Часам к одиннадцати из–за отсутствия вентиляции в танцзале нечем было дышать, и тогда кривой Габис открывал двери черного хода, который вел прямо на улицу. Подбавлял кислороду. Тут уж кто угодно мог войти в зал и даже станцевать, если был без пальто или находил живую «вешалку». Безбилетников не выгоняли, так как до конца оставалось всего ничего. В тот памятный вечер, едва Габис толкнул дверь, в зал ввалилось с полдюжины боксеров и штангистов, косая сажень в плечах, да еще человек двадцать представителей других не менее мужественных видов спорта. Исход возможной схватки сомнений не вызывал, и потому местные заводилы (а в каждом клубе свои главари) выдали виновных без сопротивления. Триумфаторы, увы, не пришли к согласию, какую меру наказания избрать, и два–три наглеца, покусившихся накануне на честь спорта, отделались легким испугом и разве что парочкой оплеух.
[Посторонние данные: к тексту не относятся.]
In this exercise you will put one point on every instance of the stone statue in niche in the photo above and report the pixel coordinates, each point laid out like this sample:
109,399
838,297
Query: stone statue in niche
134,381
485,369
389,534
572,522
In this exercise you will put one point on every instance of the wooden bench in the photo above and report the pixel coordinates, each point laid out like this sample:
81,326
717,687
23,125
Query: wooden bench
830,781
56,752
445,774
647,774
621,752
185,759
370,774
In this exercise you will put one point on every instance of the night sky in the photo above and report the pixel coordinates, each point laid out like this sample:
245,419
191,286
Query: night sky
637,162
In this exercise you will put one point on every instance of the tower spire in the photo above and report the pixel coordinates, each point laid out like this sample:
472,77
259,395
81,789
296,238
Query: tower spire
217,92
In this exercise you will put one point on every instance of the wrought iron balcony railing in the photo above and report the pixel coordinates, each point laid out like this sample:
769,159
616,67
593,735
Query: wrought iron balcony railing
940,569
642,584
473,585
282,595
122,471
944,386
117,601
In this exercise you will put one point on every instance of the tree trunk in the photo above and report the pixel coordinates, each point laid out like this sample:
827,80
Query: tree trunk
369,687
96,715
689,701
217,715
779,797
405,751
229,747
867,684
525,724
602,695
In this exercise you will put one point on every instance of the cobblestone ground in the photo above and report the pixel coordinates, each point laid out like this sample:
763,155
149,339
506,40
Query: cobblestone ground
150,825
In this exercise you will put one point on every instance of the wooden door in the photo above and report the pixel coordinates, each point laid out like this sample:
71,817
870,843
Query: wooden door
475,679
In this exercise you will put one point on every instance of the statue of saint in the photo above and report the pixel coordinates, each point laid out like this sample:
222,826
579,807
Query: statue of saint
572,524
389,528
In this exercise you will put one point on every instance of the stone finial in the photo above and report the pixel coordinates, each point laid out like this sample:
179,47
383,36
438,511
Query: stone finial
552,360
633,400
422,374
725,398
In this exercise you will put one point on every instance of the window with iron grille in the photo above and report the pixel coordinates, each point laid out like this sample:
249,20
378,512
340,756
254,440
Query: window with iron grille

Но с тех пор задевать спортсменов было запрещено, вошло в силу нечто вроде вето или табу, и хотя в адрес спешивших на тренировку молодцов по–прежнему раздавались обидные реплики, но уж дорогу им уступали беспрекословно, а словесные уколы они сносили со стоическим спокойствием, считая их проявлением зависти и, может быть, даже невольного восхищения.
Как–то раз техникумовские девчата, серенькие и незаметные, заняли очередь в кассу – она растянулась на весь проход – и, томясь в ожидании, прислушивались, как распинается перед двумя разодетыми девицами парень в ярком клетчатом пиджаке. Подружки обиженно дулись, не понимая, с чего это мальчики липнут к размалеванным особам, красотой отнюдь не блещущим. Парень, жестикулируя, изображал, видимо, какое–то недавнее происшествие: «один пижон» приставал к его «даме», так что пришлось «съездить по вывеске». Изъясняясь, оратор сдувал с сигареты пепел, смачно сплевывал сквозь зубы, и его набриолиненный «кок» дергался вверх–вниз. Когда окурок стал жечь ему пальцы, пожелтевшие от табака, он небрежно выстрелил им через плечо, нимало не беспокоясь, что может попасть в кого–нибудь из очереди. Парень принадлежал к местному клану и был уверен в своей неприкосновенности, на остальных ему было в высшей степени наплевать, они для него просто не существовали.